Primary crushers are breaking down boulder-sized rocks. Further down the same processing line, dry screening decks are segregating minerals. Curiously, there’s a different process operating further along the equipment train. This is the wet screening gear, the washing equipment that uses water to wash away fine grains and aggregate waste. Do mining companies need washing equipment? The answer is a resounding yes.

STUDYING THE WET SCREENING PROCESS

Picture water as a hydraulic force, just like the oscillating motors that vibrate the screening decks in an operating mine. Water pumps have their own installation base here, with pressurized pipes and hoses snaking away into the mining complex. They function as a first cut aggregate separator. Essentially, all of the sandy stuff that’s flowing around the rocky material is washed away during the wet screening process, so, yes, this is washing equipment working in the dirtiest imaginable environment.

DECONSTRUCTING MINING WASHING EQUIPMENT

There’s a lot more to mineral washing than a few pressurized water hoses. Urethane screens are funneling the wastewater into collector pans, perhaps for further treatment. Meanwhile, multiple decks and a high-flow water supply align in an intelligently designed manner so that the washing operation acts as a classification and screening mechanism. Employed correctly, the washing equipment removes these “fines” and any other stubborn geological residues. Incidentally, that latter sticky stuff usually suggests a layer of clay, a gooey red-orange sediment that can really gum up expensive mining equipment, unless, that is, there’s a mining equipment washing stage in the material processing chain.

A DEWATERING EQUIPMENT PRIMER

It’s true that the liquid acts as a “fines” binder, one that efficiently carries the waste off to an awaiting collection plate. However, there’s still water in the mineral stream. This slurry needs drying. Dewatering equipment removes trapped water from the mineral solids, with vibratory shakers and a bank of hydrocyclones acting as the drying mechanism. The wastewater then exits the machinery and is recycled.

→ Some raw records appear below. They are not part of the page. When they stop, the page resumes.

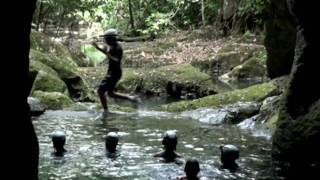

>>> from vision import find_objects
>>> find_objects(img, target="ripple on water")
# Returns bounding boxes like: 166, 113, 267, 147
34, 111, 272, 180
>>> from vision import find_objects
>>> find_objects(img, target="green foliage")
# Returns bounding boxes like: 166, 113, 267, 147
33, 0, 221, 35
138, 12, 173, 35
237, 0, 270, 29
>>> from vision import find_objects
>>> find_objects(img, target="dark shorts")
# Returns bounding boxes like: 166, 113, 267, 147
98, 72, 121, 92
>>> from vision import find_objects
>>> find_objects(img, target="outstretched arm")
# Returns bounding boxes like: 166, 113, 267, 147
92, 42, 120, 61
91, 41, 108, 56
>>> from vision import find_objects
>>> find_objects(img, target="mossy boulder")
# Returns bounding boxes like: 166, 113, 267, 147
264, 0, 297, 79
32, 70, 68, 93
30, 60, 68, 93
219, 50, 268, 88
32, 91, 73, 110
30, 50, 78, 79
118, 64, 230, 98
30, 50, 94, 101
156, 82, 279, 112
28, 97, 47, 116
70, 47, 94, 67
30, 31, 93, 66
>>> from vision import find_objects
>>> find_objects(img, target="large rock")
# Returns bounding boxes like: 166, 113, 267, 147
157, 82, 279, 112
30, 31, 93, 66
273, 0, 320, 179
118, 64, 230, 98
182, 102, 260, 125
28, 97, 47, 116
30, 50, 94, 101
219, 51, 268, 89
192, 43, 264, 79
30, 60, 68, 93
223, 0, 239, 20
32, 91, 73, 110
265, 0, 296, 79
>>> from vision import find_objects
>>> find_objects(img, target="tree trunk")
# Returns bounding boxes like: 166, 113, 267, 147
201, 0, 206, 26
36, 1, 43, 31
129, 0, 135, 31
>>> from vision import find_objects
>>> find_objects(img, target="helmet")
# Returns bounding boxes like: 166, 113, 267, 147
103, 29, 118, 37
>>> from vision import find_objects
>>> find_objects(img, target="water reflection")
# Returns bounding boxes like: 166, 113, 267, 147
34, 111, 272, 180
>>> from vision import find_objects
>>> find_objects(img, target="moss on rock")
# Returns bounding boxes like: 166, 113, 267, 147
157, 82, 279, 112
32, 91, 73, 110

As for the aggregate, it’s washed clean, it’s dry, and it’s prepped for the next stage.

The fact that mining companies need washing equipment may seem to fly against common sense, but think about it for a moment. Vibratory machinery is efficient, but there’s no actual contact taking place when motors oscillate screening decks. Wet screening equipment, though, it drives the water into the mineral stream so that sticky clay and hard-to-screen fines are promptly washed away. On top of all that, the washing equipment also functions as a capable first cut screening solution.